I lie awake that night unable to sleep, running over the abundance of things I need to do in my head. A knife hangs poised over these patients. For many of them our treatment is their last chance saloon, if we get it wrong, miss a trick, let them fall off the wagon, then they are back on the death-cart. I ponder the logistics of getting a mite-infested canine from a rabies-endemic state to my mum’s flat 3300 miles away. But burning myself out is not going to help anyone, and finally I allow myself to drift off to sleep.
Sunday 24th March is World TB Day. So, Happy TB Day to you.
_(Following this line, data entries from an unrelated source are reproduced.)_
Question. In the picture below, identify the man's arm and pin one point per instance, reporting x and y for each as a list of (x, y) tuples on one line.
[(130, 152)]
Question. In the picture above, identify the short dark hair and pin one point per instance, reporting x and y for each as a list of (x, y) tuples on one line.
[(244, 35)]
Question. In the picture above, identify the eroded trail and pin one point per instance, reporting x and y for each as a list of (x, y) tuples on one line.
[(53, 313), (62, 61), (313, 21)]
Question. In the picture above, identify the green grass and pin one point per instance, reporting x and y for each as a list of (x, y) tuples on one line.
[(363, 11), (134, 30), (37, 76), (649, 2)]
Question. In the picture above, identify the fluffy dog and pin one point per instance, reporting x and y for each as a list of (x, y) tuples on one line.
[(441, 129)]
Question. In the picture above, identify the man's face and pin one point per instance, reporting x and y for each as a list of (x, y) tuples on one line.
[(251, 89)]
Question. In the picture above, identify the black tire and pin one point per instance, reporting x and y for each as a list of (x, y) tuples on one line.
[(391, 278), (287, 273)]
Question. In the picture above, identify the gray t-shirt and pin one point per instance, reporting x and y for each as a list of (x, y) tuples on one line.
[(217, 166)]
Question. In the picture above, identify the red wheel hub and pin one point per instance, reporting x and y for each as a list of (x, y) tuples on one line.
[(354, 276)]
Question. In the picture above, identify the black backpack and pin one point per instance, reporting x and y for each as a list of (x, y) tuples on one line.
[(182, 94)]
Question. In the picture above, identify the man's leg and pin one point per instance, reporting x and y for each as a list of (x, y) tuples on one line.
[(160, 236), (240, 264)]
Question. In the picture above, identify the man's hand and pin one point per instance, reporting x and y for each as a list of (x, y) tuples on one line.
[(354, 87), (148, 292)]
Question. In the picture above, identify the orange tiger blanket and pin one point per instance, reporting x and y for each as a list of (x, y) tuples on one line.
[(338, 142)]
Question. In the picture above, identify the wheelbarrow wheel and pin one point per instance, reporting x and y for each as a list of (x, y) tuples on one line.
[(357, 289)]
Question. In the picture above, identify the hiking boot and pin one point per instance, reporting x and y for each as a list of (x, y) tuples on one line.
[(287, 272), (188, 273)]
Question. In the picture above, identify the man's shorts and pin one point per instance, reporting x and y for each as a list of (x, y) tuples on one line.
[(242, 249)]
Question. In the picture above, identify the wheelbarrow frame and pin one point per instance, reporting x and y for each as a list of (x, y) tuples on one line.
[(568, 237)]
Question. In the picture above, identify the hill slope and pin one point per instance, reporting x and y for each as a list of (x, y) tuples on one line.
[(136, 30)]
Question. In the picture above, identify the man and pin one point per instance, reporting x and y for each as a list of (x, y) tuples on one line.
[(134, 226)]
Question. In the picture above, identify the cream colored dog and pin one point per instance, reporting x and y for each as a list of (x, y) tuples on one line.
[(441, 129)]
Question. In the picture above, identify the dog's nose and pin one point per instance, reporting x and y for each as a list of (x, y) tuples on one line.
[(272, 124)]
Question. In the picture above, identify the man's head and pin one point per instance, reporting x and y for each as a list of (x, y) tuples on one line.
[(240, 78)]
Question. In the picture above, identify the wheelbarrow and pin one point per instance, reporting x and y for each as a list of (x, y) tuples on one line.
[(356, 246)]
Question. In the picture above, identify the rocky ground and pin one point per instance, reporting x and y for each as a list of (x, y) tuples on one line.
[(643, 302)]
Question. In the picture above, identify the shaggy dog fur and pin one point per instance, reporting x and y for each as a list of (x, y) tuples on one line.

The MSF Access Campaign (our compatriots, pressing for action and new life-saving drugs) are marking the occasion with the launch of the TB-manifesto, a joint plea from patients with drug-resistant TB and their healthcare providers, myself included, pleading for better treatments for this deadly disease.
The manifesto lists some pretty sobering facts: it currently takes 14,600 pills to treat one patient with DR-TB, stood end-to-end, the equivalent to the height of the Golden Gate Bridge. 81% of people with DR-TB don’t get effective treatment, and of the 19% that do only half are cured.
We need better treatments now.
Please read the manifesto at http://www.msfaccess.org/TBmanifesto/, please show your support. Please, for Alisher, for Gulnara, for all the other patients in the Shumanay IPD, for the three-hundred other chronic TB patients in the district, for the half a million of cases round the world, for me. You cannot save the world. But you can try to make it a slightly better place.